A marketer called me the other day and asked “Can you benchmark agency fees?”
I told them that we had agency remuneration and resource benchmarks and that we could benchmark the fees against not only what the agency produced, but also against what resources the agency provided.
There was silence at the end of the phone until he said “No, I just need to know if we are paying them too much”.
They sent through the information on hand for the various agencies including creative, digital, media, search, social and public relations. There were rate cards, and retainers, and commissions and hourly rates. Plenty of data and certainly enough to be able to provide a cost benchmark.
But I can’t help question if that is enough.
We can certainly tell them where the cost of the Account Director per hour sits against the industry benchmark range. But how many hours should the account director be working will go unanswered.
Likewise, we can tell them where the media commission sits in relation to the market for the level of investment. But we cannot determine if the agency has invested in the right level and mix of staff to ensure that media spend is best invested.
And we can provide insights into the studio cost at the creative, digital and even the public relations agency against the market rates. But we will not be able to determine if they are allocating the right number of hours for the various projects that go through that studio.
The problem is, they know the cost of everything and the value of nothing.
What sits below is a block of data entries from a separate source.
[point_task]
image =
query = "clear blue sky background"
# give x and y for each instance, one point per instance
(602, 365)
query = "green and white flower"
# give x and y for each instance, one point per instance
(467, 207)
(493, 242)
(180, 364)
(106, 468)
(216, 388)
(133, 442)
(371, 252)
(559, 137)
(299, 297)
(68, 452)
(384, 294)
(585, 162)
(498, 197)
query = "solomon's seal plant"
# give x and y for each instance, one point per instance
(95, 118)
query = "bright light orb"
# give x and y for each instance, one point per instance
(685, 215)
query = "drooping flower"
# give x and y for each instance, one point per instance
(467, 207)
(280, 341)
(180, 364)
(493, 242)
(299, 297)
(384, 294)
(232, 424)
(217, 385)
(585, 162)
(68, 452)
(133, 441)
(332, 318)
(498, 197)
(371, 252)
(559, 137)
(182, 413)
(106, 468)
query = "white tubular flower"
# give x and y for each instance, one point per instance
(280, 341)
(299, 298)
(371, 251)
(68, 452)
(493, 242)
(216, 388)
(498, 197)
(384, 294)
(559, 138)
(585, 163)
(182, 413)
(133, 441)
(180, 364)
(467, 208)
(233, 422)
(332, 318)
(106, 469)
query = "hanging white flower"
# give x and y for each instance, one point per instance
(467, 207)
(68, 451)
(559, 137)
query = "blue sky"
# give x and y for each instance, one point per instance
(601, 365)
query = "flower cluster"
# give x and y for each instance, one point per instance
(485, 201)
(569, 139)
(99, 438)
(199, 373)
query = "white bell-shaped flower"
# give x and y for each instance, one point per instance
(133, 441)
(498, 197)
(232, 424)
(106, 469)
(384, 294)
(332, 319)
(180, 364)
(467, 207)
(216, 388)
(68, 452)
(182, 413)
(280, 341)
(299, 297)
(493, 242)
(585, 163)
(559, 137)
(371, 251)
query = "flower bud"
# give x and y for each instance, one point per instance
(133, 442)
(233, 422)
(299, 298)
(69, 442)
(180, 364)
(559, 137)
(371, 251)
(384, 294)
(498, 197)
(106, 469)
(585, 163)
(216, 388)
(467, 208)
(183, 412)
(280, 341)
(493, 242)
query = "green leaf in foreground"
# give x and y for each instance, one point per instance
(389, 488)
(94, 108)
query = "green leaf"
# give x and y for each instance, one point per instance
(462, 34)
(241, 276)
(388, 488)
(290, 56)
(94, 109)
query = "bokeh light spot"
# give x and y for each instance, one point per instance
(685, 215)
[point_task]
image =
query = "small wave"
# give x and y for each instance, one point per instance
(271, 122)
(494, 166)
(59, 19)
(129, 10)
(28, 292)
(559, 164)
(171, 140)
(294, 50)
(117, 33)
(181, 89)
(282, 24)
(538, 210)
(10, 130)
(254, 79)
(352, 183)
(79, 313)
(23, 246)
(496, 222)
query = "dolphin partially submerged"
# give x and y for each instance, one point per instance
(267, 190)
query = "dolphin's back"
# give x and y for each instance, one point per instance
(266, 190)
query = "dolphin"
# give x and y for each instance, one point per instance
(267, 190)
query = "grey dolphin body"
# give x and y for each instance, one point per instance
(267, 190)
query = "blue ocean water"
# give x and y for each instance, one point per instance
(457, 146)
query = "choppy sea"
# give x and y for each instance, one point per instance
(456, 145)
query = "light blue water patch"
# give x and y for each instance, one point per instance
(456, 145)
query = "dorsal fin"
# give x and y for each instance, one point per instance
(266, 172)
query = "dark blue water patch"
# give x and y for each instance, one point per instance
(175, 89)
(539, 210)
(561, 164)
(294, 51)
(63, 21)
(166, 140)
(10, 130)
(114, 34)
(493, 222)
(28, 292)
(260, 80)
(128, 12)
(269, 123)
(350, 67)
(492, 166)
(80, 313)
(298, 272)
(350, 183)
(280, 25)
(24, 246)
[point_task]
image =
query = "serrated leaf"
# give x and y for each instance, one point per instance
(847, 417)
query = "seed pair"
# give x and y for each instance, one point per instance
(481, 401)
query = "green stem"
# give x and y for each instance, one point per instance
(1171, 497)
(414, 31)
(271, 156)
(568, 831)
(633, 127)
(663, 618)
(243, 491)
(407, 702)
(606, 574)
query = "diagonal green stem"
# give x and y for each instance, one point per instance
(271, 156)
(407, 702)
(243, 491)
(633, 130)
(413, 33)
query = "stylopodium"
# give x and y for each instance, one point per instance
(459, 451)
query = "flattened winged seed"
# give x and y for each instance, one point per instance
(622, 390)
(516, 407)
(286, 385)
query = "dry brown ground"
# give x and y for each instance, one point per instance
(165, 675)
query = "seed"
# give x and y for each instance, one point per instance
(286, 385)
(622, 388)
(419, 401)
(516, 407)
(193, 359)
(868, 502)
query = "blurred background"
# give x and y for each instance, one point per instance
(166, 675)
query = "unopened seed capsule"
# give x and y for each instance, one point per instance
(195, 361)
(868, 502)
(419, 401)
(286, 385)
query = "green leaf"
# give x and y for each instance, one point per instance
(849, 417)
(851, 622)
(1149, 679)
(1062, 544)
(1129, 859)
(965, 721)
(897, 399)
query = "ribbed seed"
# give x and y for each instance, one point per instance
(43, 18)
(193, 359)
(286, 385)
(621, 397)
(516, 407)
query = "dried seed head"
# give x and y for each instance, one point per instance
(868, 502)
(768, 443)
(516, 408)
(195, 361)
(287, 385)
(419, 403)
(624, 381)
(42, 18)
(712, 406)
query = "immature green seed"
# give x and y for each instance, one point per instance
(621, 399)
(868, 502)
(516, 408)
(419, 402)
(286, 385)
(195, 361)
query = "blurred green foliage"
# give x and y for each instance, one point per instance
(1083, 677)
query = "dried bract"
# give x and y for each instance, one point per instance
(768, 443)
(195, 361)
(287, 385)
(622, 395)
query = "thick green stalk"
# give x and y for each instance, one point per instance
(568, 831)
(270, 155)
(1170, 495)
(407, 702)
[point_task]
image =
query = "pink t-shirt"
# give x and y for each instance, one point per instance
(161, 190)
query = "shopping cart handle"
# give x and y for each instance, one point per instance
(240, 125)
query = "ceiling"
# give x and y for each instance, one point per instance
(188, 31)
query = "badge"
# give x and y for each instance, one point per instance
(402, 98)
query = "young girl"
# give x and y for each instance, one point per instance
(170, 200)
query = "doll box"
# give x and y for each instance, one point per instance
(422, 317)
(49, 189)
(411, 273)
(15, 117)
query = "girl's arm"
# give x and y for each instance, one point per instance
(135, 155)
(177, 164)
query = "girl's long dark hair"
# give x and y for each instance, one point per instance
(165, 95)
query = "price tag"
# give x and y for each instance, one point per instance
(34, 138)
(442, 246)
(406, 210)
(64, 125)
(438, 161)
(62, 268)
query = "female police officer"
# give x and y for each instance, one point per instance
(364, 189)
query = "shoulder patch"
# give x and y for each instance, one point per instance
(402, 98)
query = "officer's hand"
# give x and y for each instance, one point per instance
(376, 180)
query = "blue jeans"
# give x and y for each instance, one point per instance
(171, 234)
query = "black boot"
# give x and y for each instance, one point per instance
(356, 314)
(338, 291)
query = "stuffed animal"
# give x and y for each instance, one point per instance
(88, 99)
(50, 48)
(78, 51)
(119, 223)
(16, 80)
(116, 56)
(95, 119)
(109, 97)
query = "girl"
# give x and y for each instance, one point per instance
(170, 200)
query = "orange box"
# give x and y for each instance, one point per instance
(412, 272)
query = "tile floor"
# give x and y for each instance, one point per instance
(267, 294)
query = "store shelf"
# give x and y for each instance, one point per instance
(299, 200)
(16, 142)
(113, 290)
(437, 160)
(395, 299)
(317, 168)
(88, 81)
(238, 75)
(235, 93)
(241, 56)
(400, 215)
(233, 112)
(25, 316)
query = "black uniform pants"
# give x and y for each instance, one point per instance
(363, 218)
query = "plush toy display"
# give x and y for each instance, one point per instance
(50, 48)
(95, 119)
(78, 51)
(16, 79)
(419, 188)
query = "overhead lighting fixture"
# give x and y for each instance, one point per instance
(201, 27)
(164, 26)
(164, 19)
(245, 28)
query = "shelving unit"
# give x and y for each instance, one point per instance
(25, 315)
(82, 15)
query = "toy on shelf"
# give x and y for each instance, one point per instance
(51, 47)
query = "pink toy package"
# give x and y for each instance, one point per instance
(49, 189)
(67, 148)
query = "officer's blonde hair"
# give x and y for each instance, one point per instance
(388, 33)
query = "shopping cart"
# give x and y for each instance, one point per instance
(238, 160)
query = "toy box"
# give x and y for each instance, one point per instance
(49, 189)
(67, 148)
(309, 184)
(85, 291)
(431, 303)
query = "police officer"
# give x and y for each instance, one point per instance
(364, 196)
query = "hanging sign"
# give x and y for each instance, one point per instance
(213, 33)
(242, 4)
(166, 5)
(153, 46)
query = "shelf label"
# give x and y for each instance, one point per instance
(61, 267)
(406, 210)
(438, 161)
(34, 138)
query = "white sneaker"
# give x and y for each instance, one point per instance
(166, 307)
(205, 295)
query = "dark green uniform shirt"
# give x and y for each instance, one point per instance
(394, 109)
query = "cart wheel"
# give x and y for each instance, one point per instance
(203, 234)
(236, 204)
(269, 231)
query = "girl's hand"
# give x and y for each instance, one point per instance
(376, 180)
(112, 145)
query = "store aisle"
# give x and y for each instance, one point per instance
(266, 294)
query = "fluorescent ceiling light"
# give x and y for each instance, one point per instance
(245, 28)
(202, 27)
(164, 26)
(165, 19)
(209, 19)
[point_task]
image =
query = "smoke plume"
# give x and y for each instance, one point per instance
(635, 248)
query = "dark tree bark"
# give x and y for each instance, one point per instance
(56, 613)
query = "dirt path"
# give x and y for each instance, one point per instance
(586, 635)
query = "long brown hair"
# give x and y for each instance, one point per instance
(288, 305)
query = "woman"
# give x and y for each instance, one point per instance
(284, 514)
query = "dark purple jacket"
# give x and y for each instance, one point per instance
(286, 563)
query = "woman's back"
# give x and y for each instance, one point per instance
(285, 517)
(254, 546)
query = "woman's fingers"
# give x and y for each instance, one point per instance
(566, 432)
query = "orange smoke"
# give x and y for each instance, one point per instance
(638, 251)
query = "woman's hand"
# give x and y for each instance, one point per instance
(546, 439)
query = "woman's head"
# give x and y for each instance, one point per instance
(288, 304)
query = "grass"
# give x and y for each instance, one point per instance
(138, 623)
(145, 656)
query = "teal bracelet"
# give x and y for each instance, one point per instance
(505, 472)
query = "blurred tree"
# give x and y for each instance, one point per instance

And with the information they have provided, at best we can tell them if their perception of cost is correct or not against the market.
It is a bit like getting a credit card statement and knowing your spent $65,472.96, but having no details or idea where you spent it or what you obtained for that investment.
The problem is in the design of the financial systems within most businesses. The financial system is designed to track expenditure, and it does this to within a cent. Most CFOs can tell me to the cent how much they spent with a particular agency (or vendor) in any set period of time. But they look at you blank when you ask what was it that they purchased, defined in a quantifiable format.
Yet with this vital information we can benchmark more than simply cost. Knowing what was produced and the agency resources (read costs) that were used to produce the particular output, we can:
- benchmark the efficiency of the marketing / agency process.
- benchmark the agency resource mix and level against industry and identify opportunities for greater output efficiency.
- provide a business case for changing the advertising process to deliver greater high volume outputs at lower cost.
To go beyond simple cost benchmarking requires going beyond simple cost reporting.
Another client is currently renegotiating with their media agency. While they can tell me how much they spent in total with that agency, they have no view of:
- how many campaigns they briefed last year,
- how much they spent per media channel,
- how much commission the agency collected,
- how much was spent on digital, search or traditional media,
unless they are willing to go through every single media plan and extract the information.
This will be weeks of work across a multi-million dollar media spend.
Now in this case it is critical to obtain this information because the agency gets paid by commission, and that commission varied by media channel. So while the media agency was able to provide this information to justify their position that they require a fee increase, the marketing team has no way to know if this truly reflects the financial situation.
To go beyond this simple cost benchmarking, marketers (and their procurement team) need to:
- Make sure they collect details on the agency resources working on their business on a six monthly or annual basis. This needs to detail the resource type and their head hours or FTE (Full Time Equivalent) percentage.
- Collate the tasks, projects or outputs the agency is producing on a monthly basis with a breakdown of the agency fee, production cost and third party costs.
- Have a clear understanding of the agency financial fundamentals including the billable hours per annum, the overhead cost and the percentage margin on direct salary costs.
With these three we can calculate and benchmark the level and mix of agency resources against the output produced, the relative cost of those outputs, the cost or production and the efficiency or the relationship to deliver the outputs against category and market.
This is a much more insightful assessment of the current remuneration model than simply a cost benchmarking, which simply tells you where the rate sits to market. The TrinityP3 remuneration benchmarking provides you with a clear understanding of the value of the agency relationship and where that value is being created, lost and potential hidden.
And isn’t that much more valuable?
2 thoughts on “How to step beyond simply cost benchmarking your advertising agency”
I agree on most of the arguments provided in this article but I can't help but wonder: How realistic is that agency actually provides that total transparency regarding relevant information about the overhead costs, comissioning etc. And also in how many cases during your path of work have you carried out successfull cases based on that high amount of transparency from both agency and company side? Would be interessting to hear how common and realistic the above thorough approach actually is.
Hi Vernesa, in our 13 years experience, we have found agencies have been very willing to be open and transparent in their dealing with us. I have to admit, it does require a high level of trust. We have built a reputation of being fair and even handed in our dealing with the agencies. Therefore it is in their best interest to be open with us so that we can create a balance, sustainable and long term remuneration solution. In the 13 years we have benchmarked, assessed and negotiated more than 500 deals ranging from a less than a million up to hundreds of millions in marketing spend. However, the one thing we never ask for is individuals salaries. After all, this only needs to be known by the employee, the employer and the tax office. We use our salary benchmarks instead.